TELeR: A General Taxonomy of LLM Prompts for Benchmarking Complex Tasks

Shubhra Kanti Karmaker Santu,Dongji Feng
2023-10-25
Abstract:While LLMs have shown great success in understanding and generating text in traditional conversational settings, their potential for performing ill-defined complex tasks is largely under-studied. Indeed, we are yet to conduct comprehensive benchmarking studies with multiple LLMs that are exclusively focused on a complex task. However, conducting such benchmarking studies is challenging because of the large variations in LLMs' performance when different prompt types/styles are used and different degrees of detail are provided in the prompts. To address this issue, the paper proposes a general taxonomy that can be used to design prompts with specific properties in order to perform a wide range of complex tasks. This taxonomy will allow future benchmarking studies to report the specific categories of prompts used as part of the study, enabling meaningful comparisons across different studies. Also, by establishing a common standard through this taxonomy, researchers will be able to draw more accurate conclusions about LLMs' performance on a specific complex task.

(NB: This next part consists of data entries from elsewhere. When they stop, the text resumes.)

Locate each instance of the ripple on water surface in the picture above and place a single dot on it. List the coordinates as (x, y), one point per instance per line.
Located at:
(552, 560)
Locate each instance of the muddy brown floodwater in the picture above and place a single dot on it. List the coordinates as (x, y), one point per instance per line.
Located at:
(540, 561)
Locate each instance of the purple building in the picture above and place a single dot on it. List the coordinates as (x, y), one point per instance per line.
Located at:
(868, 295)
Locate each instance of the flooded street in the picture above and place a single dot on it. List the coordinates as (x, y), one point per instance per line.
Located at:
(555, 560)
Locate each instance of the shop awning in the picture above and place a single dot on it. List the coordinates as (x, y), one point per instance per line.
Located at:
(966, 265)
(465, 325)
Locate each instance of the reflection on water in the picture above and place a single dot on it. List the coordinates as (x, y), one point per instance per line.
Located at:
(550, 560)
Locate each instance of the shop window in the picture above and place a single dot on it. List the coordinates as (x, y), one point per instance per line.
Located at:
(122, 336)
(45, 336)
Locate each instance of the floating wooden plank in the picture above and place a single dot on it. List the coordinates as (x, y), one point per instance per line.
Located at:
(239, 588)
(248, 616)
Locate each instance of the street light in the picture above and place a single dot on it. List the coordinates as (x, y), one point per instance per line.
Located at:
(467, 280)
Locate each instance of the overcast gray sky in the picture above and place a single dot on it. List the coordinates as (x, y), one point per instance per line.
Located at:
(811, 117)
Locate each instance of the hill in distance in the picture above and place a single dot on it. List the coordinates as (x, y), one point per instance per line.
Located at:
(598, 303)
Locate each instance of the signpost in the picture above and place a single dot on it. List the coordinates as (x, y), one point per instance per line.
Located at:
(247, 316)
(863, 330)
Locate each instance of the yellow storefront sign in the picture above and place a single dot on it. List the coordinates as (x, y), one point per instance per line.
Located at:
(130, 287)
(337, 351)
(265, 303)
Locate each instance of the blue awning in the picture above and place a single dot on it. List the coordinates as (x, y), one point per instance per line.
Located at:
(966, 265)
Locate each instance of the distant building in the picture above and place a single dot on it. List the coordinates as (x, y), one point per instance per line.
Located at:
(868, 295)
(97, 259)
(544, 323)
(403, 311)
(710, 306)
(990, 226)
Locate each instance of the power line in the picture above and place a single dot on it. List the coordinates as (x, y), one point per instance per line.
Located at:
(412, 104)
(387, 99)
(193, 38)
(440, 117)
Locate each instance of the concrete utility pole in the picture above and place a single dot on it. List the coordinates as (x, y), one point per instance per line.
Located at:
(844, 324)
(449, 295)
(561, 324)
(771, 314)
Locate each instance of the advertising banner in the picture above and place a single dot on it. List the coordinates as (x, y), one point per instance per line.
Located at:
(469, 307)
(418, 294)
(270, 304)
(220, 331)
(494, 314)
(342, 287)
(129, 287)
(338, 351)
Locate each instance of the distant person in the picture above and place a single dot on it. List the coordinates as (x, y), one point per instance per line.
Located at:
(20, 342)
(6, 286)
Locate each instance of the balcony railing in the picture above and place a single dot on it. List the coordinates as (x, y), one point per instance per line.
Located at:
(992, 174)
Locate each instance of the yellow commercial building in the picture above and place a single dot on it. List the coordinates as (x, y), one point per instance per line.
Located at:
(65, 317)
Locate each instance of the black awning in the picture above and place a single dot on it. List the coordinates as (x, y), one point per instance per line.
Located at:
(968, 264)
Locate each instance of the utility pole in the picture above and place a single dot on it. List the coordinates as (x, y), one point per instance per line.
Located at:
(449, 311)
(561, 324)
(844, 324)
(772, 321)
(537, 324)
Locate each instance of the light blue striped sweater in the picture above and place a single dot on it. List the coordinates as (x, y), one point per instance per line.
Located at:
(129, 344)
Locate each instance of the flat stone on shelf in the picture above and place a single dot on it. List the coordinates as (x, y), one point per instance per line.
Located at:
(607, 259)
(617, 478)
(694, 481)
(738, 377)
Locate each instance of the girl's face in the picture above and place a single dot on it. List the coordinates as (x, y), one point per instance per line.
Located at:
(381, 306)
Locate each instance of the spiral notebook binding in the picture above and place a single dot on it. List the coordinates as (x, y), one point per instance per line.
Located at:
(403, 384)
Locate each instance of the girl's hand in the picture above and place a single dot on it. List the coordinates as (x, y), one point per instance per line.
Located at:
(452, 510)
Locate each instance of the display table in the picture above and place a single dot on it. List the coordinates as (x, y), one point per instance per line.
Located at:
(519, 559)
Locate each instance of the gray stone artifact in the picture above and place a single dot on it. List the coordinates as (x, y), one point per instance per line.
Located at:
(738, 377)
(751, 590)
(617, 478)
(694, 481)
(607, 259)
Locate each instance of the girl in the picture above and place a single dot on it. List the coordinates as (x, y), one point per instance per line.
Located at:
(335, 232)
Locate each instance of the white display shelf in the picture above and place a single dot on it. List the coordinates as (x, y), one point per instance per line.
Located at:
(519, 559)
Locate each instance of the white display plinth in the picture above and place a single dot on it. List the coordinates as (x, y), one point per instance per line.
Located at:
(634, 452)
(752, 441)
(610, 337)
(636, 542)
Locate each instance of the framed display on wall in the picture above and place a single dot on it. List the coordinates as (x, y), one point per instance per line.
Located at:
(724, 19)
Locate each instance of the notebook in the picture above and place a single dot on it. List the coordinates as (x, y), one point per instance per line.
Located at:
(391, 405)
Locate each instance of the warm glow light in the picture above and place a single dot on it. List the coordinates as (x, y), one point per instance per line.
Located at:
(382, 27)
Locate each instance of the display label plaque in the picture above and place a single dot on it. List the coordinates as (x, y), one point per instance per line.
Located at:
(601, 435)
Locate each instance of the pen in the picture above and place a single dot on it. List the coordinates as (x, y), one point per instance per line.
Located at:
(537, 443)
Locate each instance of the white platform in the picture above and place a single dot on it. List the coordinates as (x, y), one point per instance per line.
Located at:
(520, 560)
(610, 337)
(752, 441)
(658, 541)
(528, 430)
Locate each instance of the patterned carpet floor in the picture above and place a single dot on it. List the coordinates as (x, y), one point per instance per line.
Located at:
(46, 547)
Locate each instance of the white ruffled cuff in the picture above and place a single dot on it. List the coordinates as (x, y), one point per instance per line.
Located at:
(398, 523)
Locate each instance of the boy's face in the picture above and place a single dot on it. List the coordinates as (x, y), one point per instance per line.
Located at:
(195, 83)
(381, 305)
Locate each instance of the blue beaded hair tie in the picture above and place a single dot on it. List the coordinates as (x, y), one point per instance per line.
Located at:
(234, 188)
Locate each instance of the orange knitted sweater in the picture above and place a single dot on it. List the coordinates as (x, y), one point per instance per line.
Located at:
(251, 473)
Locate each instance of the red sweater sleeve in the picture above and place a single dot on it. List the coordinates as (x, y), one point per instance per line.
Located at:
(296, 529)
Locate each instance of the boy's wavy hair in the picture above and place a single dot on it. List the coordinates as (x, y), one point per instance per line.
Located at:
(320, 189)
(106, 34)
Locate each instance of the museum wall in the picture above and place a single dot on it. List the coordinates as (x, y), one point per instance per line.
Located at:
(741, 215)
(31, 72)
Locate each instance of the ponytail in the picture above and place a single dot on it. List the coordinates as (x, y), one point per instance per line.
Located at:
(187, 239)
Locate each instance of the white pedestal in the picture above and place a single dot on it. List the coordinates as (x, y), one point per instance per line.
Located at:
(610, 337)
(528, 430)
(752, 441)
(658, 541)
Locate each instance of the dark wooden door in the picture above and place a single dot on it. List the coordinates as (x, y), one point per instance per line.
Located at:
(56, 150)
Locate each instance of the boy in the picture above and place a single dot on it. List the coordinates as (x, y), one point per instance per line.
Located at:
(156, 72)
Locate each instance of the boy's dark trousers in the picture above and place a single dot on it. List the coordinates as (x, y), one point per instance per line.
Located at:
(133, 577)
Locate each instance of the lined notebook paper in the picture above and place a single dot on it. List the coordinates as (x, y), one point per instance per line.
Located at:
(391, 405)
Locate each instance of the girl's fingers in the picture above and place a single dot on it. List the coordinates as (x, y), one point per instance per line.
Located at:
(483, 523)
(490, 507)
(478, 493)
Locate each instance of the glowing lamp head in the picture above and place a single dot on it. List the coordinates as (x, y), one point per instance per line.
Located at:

Artificial Intelligence,Computation and Language,Information Retrieval,Machine Learning
What problem does this paper attempt to address?
The paper aims to address the challenges faced by large language models (LLMs) when performing complex tasks, particularly the performance differences caused by different types of prompts and varying levels of detail in descriptions. The paper proposes a general prompt taxonomy—TELeR, designed to create prompts with specific attributes to execute a wide range of complex tasks. By establishing this common standard, future research can report the specific prompt categories used in their studies, enabling meaningful comparisons between different studies and allowing researchers to draw more accurate conclusions about LLMs' performance on specific complex tasks. Additionally, the TELeR taxonomy aims to facilitate the formation of a consensus among different research teams regarding the capabilities of LLMs in executing complex tasks by providing a unified approach.